Israeli strikes targeted eastern and southern Lebanon on Sunday despite a fragile cease-fire, Lebanese state media reported, as a Hezbollah lawmaker criticized Lebanon’s negotiations with Israel as a “dead-end.”
Two Israeli strikes hit the town of Sohmor in eastern Lebanon’s Bekaa Valley, the state-run National News Agency reported. Other strikes were also reported across southern Lebanon.
The latest attacks came after envoys from Israel and Lebanon held a third round of negotiations in Washington and agreed to extend the ceasefire.
Israeli attacks since the start of the war have killed more than 2,900 people in Lebanon, including more than 400 since the cease-fire began on April 17, according to Lebanese authorities.
Despite the cease-fire extension, fighting has continued, with Israeli strikes and Hezbollah attacks on Israeli forces.

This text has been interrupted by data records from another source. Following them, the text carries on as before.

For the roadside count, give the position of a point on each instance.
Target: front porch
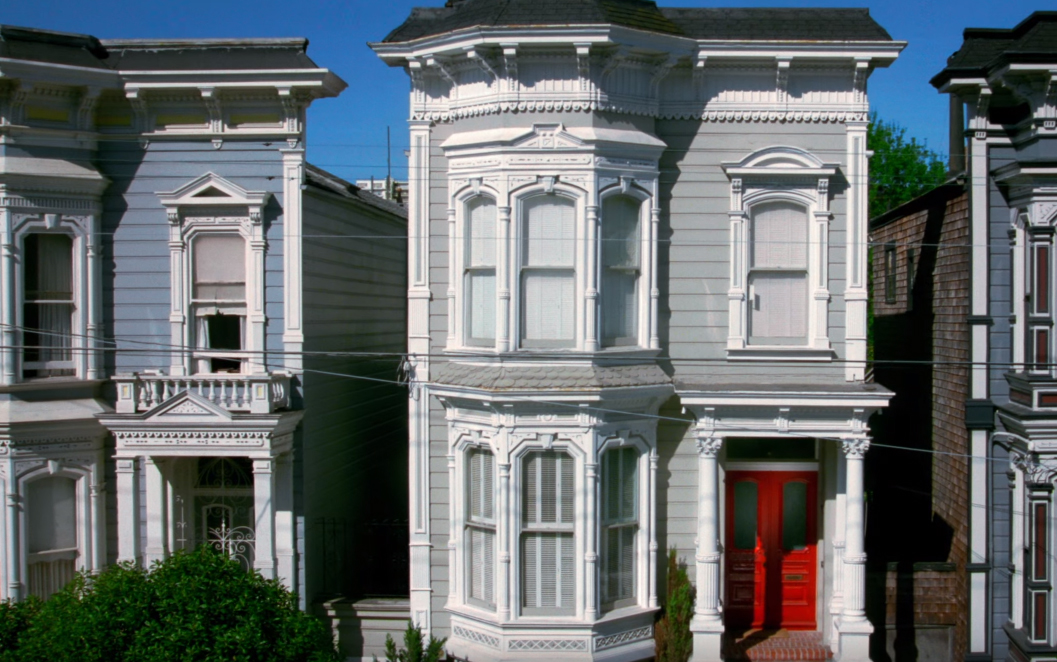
(206, 460)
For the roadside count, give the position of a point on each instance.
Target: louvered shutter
(619, 251)
(481, 269)
(548, 278)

Israel sent ground forces into southern Lebanon during the latest war and continues to occupy territory near the border between the two countries.
Iran-backed Hezbollah has repeatedly denounced talks with Israel.

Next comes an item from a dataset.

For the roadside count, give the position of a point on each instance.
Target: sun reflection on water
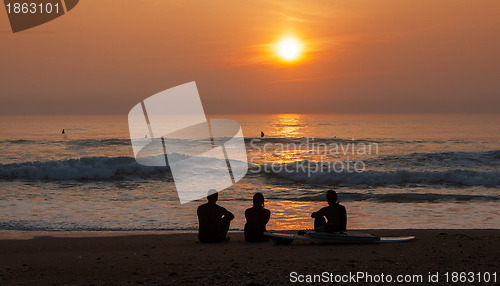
(288, 125)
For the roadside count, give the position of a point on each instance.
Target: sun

“The direct negotiations that the authorities in Lebanon have conducted with the Israeli enemy have... led them down a dead-end path that will result in nothing but one concession after another,” Hezbollah lawmaker Hussein Hajj Hassan said Sunday.

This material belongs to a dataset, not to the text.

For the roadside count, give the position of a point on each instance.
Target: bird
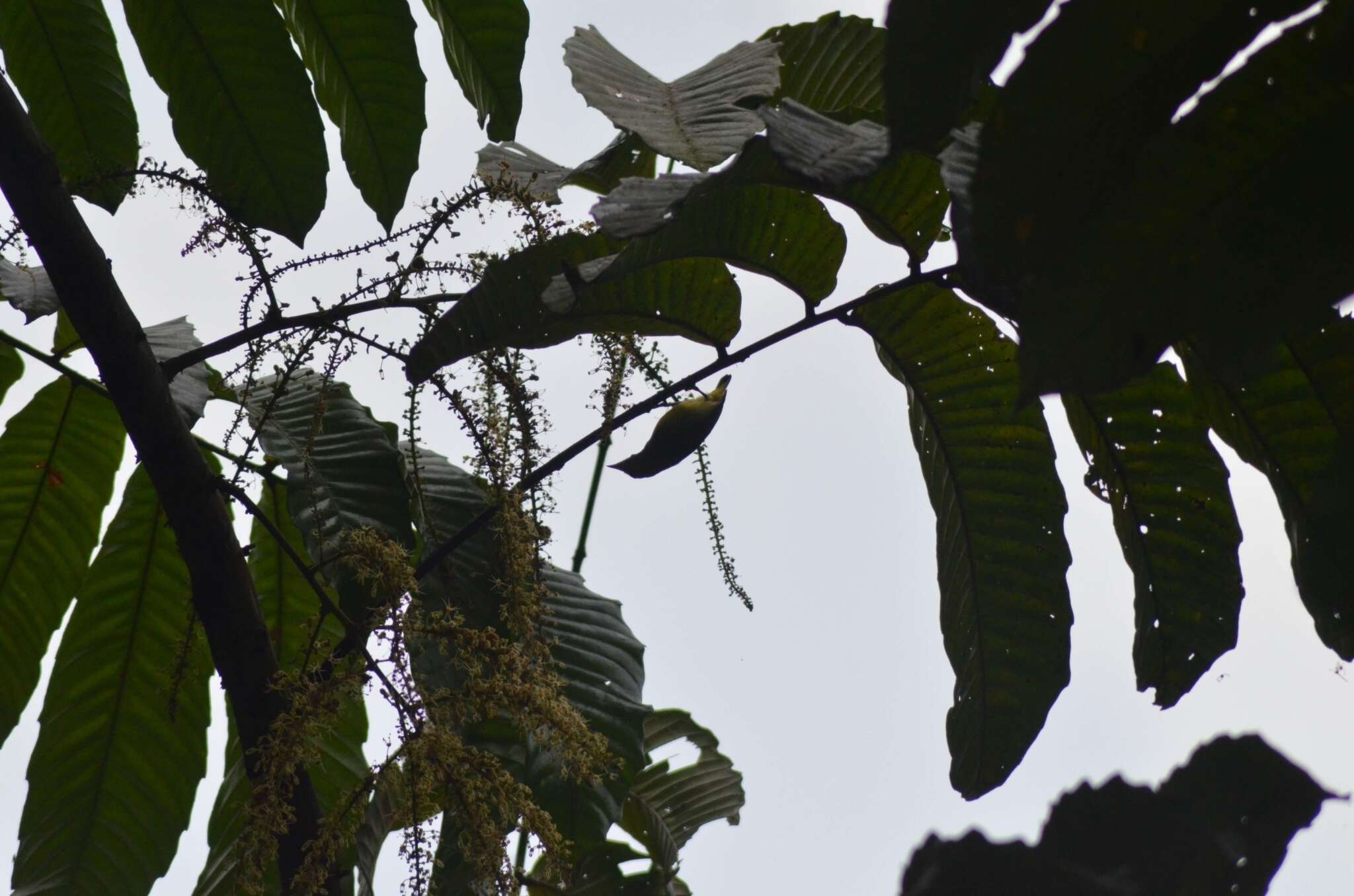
(678, 433)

“Neither they nor anyone else will be able to carry out what the enemy wants, especially when it comes to the issue of disarming the resistance,” he said.
Hajj Hassan said the authorities were bringing the country to “very big predicaments.”
On Saturday, Hezbollah said it had struck a military target in northern Israel, after earlier announcing several operations against Israeli forces in southern Lebanon.